The camera I describe above merely takes existing parts from existing cameras, all of them below $2500 and mixes them together.
Let’s have a quick run through the details…
Sony are doing a great job of sensors at the moment. They’re providing for Apple and Nikon, so have the popular photography market covered. Now I love full frame and low light performance so the A7S sensor is my choice to deliver the image I want. It is just a shame Sony backed it into an 8bit imaging pipeline and no internal 4K codec.
So that part has to come from Panasonic. The codec technology in the GH4 is nothing short of mind-blowing. We all know from post that a 4K image requires serious power to edit, playback and process. Panasonic’s hardware in the GH4 runs off a tiny battery for 7 hours solid, the camera body barely gets warm, while debayering a 12bit 4K raw sensor readout and applying spatial noise reduction, sharpening, custom picture profile curves and H.264 encoding in the process – it is just staggering.

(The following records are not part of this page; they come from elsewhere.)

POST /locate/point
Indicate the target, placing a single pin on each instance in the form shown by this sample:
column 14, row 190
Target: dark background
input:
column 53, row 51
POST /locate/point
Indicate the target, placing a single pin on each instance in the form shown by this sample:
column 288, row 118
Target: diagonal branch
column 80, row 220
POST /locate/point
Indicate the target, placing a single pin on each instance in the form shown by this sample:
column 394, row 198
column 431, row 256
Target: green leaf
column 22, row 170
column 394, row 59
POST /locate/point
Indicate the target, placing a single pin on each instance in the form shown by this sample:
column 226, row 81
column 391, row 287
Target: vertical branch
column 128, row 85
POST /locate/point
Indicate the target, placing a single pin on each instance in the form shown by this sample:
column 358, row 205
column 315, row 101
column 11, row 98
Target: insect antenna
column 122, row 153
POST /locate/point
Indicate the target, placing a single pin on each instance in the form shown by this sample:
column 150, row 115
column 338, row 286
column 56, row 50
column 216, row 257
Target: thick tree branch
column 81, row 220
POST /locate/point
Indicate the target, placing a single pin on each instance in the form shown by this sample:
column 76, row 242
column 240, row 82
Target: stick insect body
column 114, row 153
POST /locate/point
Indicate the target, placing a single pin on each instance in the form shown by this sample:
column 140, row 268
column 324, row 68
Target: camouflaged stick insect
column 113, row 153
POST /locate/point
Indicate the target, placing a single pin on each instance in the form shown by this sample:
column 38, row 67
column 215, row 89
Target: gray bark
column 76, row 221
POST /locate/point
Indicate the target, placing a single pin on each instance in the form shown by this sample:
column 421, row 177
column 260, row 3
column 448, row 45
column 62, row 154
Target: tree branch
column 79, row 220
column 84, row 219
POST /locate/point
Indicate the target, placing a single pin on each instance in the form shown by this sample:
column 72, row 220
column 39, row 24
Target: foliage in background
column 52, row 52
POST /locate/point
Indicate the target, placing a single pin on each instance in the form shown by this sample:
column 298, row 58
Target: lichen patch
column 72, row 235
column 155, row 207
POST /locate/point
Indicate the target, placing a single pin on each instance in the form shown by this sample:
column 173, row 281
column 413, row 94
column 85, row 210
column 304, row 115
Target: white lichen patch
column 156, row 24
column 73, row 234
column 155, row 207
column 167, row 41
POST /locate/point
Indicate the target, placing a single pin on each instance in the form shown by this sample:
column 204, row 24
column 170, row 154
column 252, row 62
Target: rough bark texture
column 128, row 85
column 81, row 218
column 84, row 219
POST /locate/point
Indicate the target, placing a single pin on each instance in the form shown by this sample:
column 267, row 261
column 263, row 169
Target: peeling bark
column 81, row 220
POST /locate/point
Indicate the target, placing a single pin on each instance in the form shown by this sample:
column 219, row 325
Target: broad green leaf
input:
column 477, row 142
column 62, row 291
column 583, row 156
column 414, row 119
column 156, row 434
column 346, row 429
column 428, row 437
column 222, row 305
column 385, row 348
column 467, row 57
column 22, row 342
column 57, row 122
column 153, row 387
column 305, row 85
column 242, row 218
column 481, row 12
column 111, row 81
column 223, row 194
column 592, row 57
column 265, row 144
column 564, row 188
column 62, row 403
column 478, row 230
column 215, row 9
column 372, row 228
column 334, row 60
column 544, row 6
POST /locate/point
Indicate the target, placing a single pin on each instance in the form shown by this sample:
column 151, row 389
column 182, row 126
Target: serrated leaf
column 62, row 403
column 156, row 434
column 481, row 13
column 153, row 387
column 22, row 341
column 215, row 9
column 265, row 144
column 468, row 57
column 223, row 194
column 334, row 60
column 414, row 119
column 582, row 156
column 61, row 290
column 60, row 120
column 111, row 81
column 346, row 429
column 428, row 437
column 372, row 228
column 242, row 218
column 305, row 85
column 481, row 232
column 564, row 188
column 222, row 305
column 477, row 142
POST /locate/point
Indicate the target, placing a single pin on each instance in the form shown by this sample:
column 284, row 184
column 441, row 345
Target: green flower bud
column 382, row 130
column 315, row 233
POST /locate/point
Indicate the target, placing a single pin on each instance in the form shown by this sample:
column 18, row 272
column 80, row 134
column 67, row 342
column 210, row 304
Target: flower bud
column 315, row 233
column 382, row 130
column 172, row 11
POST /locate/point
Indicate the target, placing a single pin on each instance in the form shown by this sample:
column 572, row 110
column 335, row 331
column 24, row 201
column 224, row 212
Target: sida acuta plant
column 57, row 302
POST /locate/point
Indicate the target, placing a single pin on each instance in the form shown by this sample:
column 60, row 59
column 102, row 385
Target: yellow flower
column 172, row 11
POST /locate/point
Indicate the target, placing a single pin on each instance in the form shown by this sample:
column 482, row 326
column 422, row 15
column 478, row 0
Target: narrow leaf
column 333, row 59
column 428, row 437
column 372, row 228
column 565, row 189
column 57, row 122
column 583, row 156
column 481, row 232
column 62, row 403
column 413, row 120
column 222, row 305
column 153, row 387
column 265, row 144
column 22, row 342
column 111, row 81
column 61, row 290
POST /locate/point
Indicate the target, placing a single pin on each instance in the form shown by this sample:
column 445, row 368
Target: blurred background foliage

I picked up a Fuji X-T1 the other day and held it to my eye alongside the Panasonic GH4. I wish the GH4’s EVF was that large. The GH4 has a great EVF for sure but the Fuji one just takes things to a new level.
A few months ago I shot a music video on the Olympus E-M1 purely to use the stabiliser and shoot without any rig. Pure handheld stuff, not even a z-finder. The 5 axis IBIS system is actually more useful for video than it is for stills, because for video you always need some kind of steady shooting apparatus. For photography I could shoot at 1/2 with the E-M1 handheld and an ND filter, to get flow-motion shots on the street in daylight with no tripod. Pin sharp. Unbelievable.
So that is the core of the camera sorted out – now we need the add-ons. Lenses are of course by far the most important ‘camera accessory’ you will ever buy. Here leading the way in 2014 is not Leica or Zeiss but Sigma. Their 18-35mm F1.8, 35mm F1.4 and 50mm F1.4 in the ART series outperforms just about everything else, at almost any price level. I can’t quite work out how Sigma have managed to leapfrog Zeiss on performance while keeping prices below the $1000 mark in typical Sigma style… But they have.
For post production on that lovely full frame 4K image, Blackmagic’s Resolve 11 looks extremely promising, with extensive editing features this time round. The cameras may be sadly very flawed but Blackmagic are absolutely on song when it comes to the other areas of their business.
Then in terms of outright style – I think the best looking camera of the moment has to be the Fuji X-T1. It has a simplicity and elegance to it that the Nikon Df lacks. It has a more classical feel to the photography ergonomics than the futuristic GH4. The Olympus E-M1 comes very close but the menus and buttons are a bit too fussy on that camera. The Sony A7 series is not in the same league for ergonomics as either, unfortunately.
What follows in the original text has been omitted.